EU-Neumitglied Kroatien: Wenig Grund zu Optimismus
DGB klartext 26/2013
Kroatien hat es geschafft: Seit dem 1. Juli 2013 ist es der 28. Mitgliedsstaat der Europäischen Union. Für beide Seiten stellt sich die Frage: Ist das Anlass zur Freude oder mehr zur Sorge? Angesichts der Rezession, wachsender Arbeitslosigkeit sowie steigender Armutsrisiken ist die Frage mehr als berechtigt, ob die Erwartungen vieler Kroaten erfüllt werden oder das erhoffte Wachstum durch ausländische Investitionen und das damit einhergehende Beschäftigungswunder eintritt.
Ein Blick auf die wirtschaftliche Lage Kroatiens lässt nichts Gutes erahnen: Das Land befindet sich seit fünf Jahren in einer chronischen Rezession, die Arbeitslosenrate liegt bei 18,1%, unter Jugendlichen sogar bei 51,8%! Erinnerungen an Griechenland und Spanien werden wach. Zu hohe Arbeitslosigkeit bedeutet geringeres Einkommen und schwache Kaufkraft, was sich in einer schwachen Binnennachfrage niederschlägt. Außerdem leidet Kroatien mit 58,5% Exportanteil in die EU sehr stark unter den Folgen der Rezession in Europa. Das Ergebnis: Die zur Vorbereitung des Beitritts formulierten Erwartungen in den Bereichen Wirtschaftswachstum und Inflation konnten nicht erreicht werden. Dennoch wurde das Land in die EU aufgenommen.
Durch den Beitritt erhofft sich die kroatische Regierung mehr EU-Geldmittel zur Finanzierung der wirtschaftlichen Entwicklung. Hier zeigt sich erneut das strukturelle Problem der EU. Seit dem Zusammenbruch des Ostblocks sind tendenziell mehr strukturell und ökonomisch schwache als wirtschaftlich starke Neumitglieder dazu gekommen. Das verschärft die Konkurrenz unter den hilfebedürftigen Ländern um die knappen Mittel. Trotz des gestiegen Finanzbedarfs streben einige EU-Länder sogar die Kürzung des EU-Haushalts an. Also ist gegenwärtig nicht mit mehr Geld zu rechnen.

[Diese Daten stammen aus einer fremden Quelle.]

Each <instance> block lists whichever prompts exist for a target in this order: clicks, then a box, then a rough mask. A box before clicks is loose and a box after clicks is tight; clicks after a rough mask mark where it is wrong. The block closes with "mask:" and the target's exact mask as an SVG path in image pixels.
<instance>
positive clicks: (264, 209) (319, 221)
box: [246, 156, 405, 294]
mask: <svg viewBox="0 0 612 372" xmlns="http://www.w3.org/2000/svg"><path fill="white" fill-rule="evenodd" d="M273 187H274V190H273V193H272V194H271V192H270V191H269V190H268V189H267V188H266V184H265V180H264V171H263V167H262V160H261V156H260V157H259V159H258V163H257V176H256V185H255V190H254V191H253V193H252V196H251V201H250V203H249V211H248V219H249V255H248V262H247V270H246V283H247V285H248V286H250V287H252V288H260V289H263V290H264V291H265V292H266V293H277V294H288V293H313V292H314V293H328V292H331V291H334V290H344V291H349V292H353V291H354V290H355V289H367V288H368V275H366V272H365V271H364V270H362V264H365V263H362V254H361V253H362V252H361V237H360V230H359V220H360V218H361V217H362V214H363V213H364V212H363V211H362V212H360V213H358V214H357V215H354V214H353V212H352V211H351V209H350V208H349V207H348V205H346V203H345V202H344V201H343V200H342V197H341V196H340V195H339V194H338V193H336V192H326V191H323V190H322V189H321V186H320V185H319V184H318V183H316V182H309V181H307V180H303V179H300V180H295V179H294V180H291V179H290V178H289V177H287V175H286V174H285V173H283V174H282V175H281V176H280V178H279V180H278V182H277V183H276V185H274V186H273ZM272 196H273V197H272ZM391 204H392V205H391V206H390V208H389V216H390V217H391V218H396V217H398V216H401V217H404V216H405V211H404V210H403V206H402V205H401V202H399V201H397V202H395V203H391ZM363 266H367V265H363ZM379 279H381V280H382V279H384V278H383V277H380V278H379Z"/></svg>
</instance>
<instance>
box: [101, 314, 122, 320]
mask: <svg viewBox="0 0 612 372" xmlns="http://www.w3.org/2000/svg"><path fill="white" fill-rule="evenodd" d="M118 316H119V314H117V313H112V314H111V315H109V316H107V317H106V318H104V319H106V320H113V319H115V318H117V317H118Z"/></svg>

Auch die Hoffnung, durch den ungehinderten Zugang zum europäischen Binnenmarkt attraktiver für ausländische Investoren zu werden, kann mindestens aus zwei Gründen scheitern: Zum einen ist der kroatische Binnenmarkt zu klein und wegen seiner chronischen Nachfrageschwäche nicht attraktiv für ausländische Investoren. Viele haben sich inzwischen aus Kroatien zurückgezogen. 2012 machten sie nur noch 2,2% des schrumpfenden BIP aus. Zum anderen käme das Land als Produktionsstandort für den europäischen Markt erst dann in Frage, wenn der konjunkturelle Tiefpunkt in der EU überwunden ist und ihre Wirtschaft einen stabilen Wachstumspfad eingeschlagen hat. Doch davon sind wir weit entfernt. Mehr Wohlstand und mehr Jobs durch die EU-Mitgliedschaft kann sich Kroatien erst dann erhoffen, wenn die EU zum einen ihre eigene Krise überwunden und zum Wachstumsmotor für die kleinen Volkswirtschaften wie Kroatien geworden ist. Zum anderen braucht die EU ein langfristig angelegtes Investitions- und Aufbauprogramm, um Länder wie Kroatien in ihrem Bemühen um Entwicklung und Modernisierung zu unterstützen. Sonst wird vom anfänglichen Optimismus nicht viel übrig bleiben!